Unfortunately, right now (this will change in the near future), a Variable can only contain a Tensor and not directly a number. To get around this, the function will return a Variable containing a Tensor with one element instead of a Variable containing just a number. See below:

import torch
from torch.autograd import Variable

a = torch.rand(10)

print("Operating on Tensor")
print(torch.dot(a, a))

v_a = Variable(a)

print("Operating on Variable")
print(torch.dot(v_a, v_a))

ginobilinie · October 12, 2017, 3:44pm

I see. @albanD

if we operation on a tensor (without Variable), torch.dot returns a float.
if we operation on a Variable tensor, torch.dot returns a variable tensor which contains one elements.

Then I think the office specification should better make it more clear. I like pytorch a lot, but I think some part of the official specification is not quite clear.

albanD · October 12, 2017, 3:45pm

It is currently work in progress to make Variable being able to contain both a Tensor or a python number.
When this is out, this will work as you expect.

ginobilinie · October 12, 2017, 4:35pm

Thanks a lot. Expect to it.

MasterofPLM · June 5, 2019, 1:36pm

Hello, I meet similar problem when I use Tensor.scatter_(), and I hope to get some suggestion from you. I use Tensor.scatter_() as:

cosine = F.linear(F.normalize(input), F.normalize(self.weight))
sine = torch.sqrt(1.0 - torch.pow(cosine, 2))
phi = cosine * self.cos_m - sine * self.sin_m  # phi = cos(theta + m)
one_hot = torch.zeros(cosine.size(), device='cuda')
one_hot.scatter_(1, label.view(-1, 1).long(), 1)

output = (one_hot * phi) + ((1.0 - one_hot) * cosine) # can update without this line
# output = phi # can update
# output = cosine # can update

I want to get a value from phi and other values from cosine, and I found that the parameter self.weight can’t be updated, while self.weight.grad is not all zero but self.weight.grad.sum() is zero.
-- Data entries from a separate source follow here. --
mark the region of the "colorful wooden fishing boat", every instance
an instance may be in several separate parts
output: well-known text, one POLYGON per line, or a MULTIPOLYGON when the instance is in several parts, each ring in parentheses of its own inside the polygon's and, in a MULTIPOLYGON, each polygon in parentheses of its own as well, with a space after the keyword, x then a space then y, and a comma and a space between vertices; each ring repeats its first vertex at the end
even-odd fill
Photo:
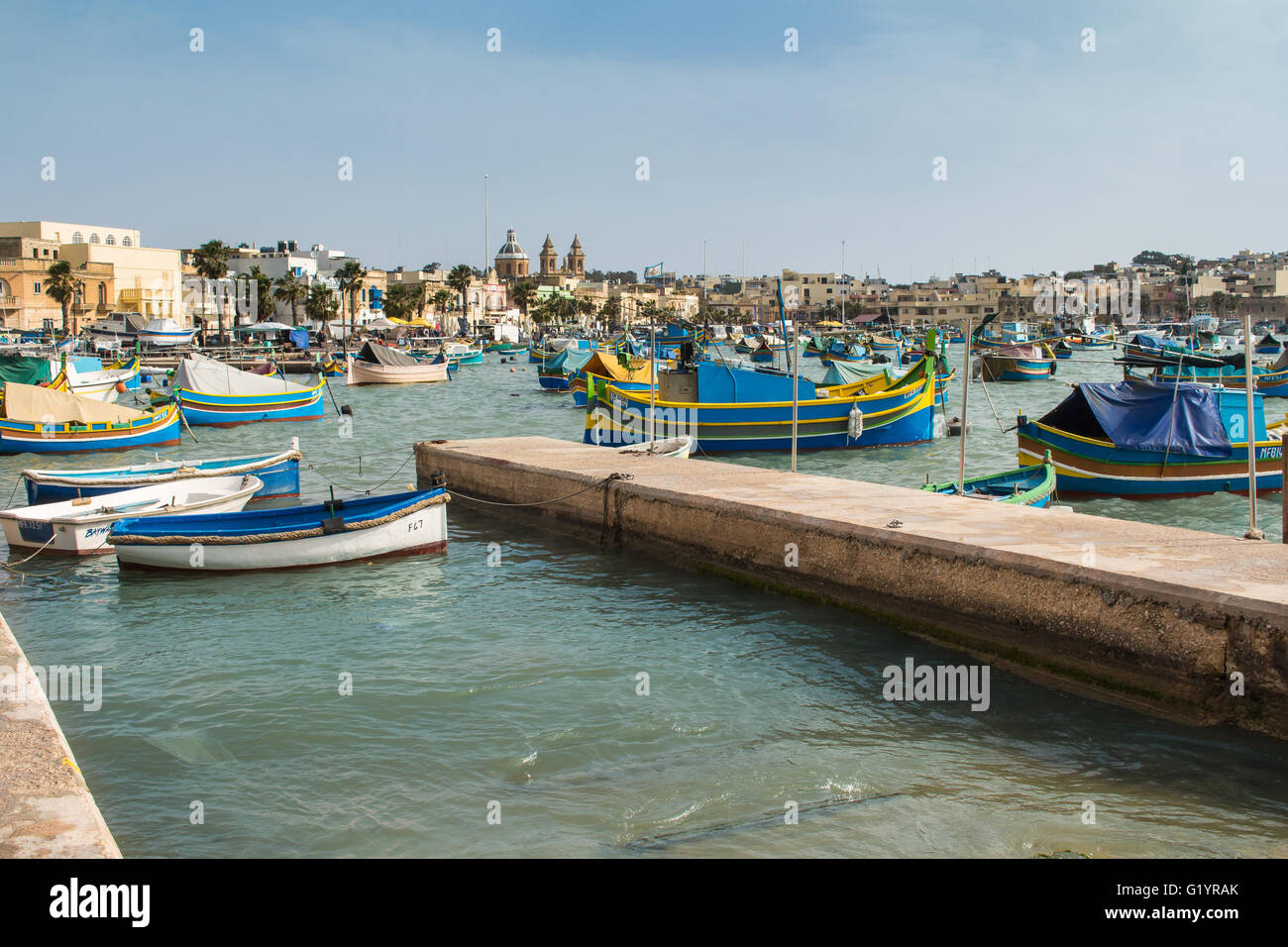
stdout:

The self.weight can be updated without the last line.
I also tried your advice:

inp = Variable(torch.zeros(10), requires_grad=True)
# You need to set requires_grad=False because scatter does not give gradient wrt to indices
indices = Variable(torch.Tensor([2, 5]).long(), requires_grad=False)

# We need this otherwise we would modify a leaf Variable inplace
inp_clone = inp.clone()
inp_clone.scatter_(0, indices, 1)

But this didn’t work either. This problem really confused me and I hope to get some advice.
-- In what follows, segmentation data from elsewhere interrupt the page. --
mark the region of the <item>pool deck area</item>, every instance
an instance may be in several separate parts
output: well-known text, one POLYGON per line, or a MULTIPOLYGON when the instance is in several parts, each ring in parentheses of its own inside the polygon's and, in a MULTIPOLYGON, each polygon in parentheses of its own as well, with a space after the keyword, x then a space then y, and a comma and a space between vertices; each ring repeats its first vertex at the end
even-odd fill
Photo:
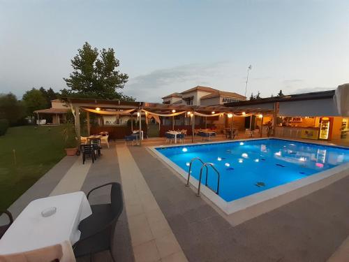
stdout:
MULTIPOLYGON (((197 197, 183 177, 147 148, 163 144, 163 139, 144 140, 142 147, 111 143, 93 164, 87 159, 82 165, 81 157, 66 157, 10 211, 15 217, 38 198, 87 193, 103 183, 119 182, 125 209, 115 229, 117 261, 348 261, 349 170, 319 190, 235 223, 205 196, 197 197)), ((108 194, 101 190, 91 203, 107 201, 108 194)), ((112 259, 107 252, 93 261, 112 259)))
albanD · June 6, 2019, 12:59pm

Hi,

This issue is quite old and a lot has changed since. In particular Variables have been removed !
Would you have a small code sample that shows the weights not updating?

MasterofPLM · June 8, 2019, 6:44am

My test code is:

                if phase == 'train':
                    loss.backward()
                    print(metric.weight.grad[0][:10])

                    a = metric.weight.data.clone()
                    print(a[0][:10])
                    optimizer.step()
                    b = metric.weight.data.clone()
                    print(b[0][:10])
                    equal = abs(a-b)
                    print(torch.sum(equal > 1e-7))

output is:

tensor([-1.4628e-09, -7.1153e-09, -3.9151e-09, -4.6540e-09,  6.4179e-09,
        -3.9719e-09, -5.8276e-09, -7.8870e-09, -5.6572e-09,  4.5232e-09],
       device='cuda:0') # metric.weight.grad
tensor([ 0.0327, -0.0318,  0.0316, -0.0522, -0.0627,  0.0217,  0.0545,  0.0484,
         0.0454,  0.0652], device='cuda:0') # weight before update
tensor([ 0.0323, -0.0314,  0.0312, -0.0515, -0.0618,  0.0214,  0.0537,  0.0477,
         0.0448,  0.0644], device='cuda:0') # weight after update
tensor(359384, device='cuda:0')

I found some mistakes in my test code, and my weights are updated actually. But I still get a constant loss and accuracy.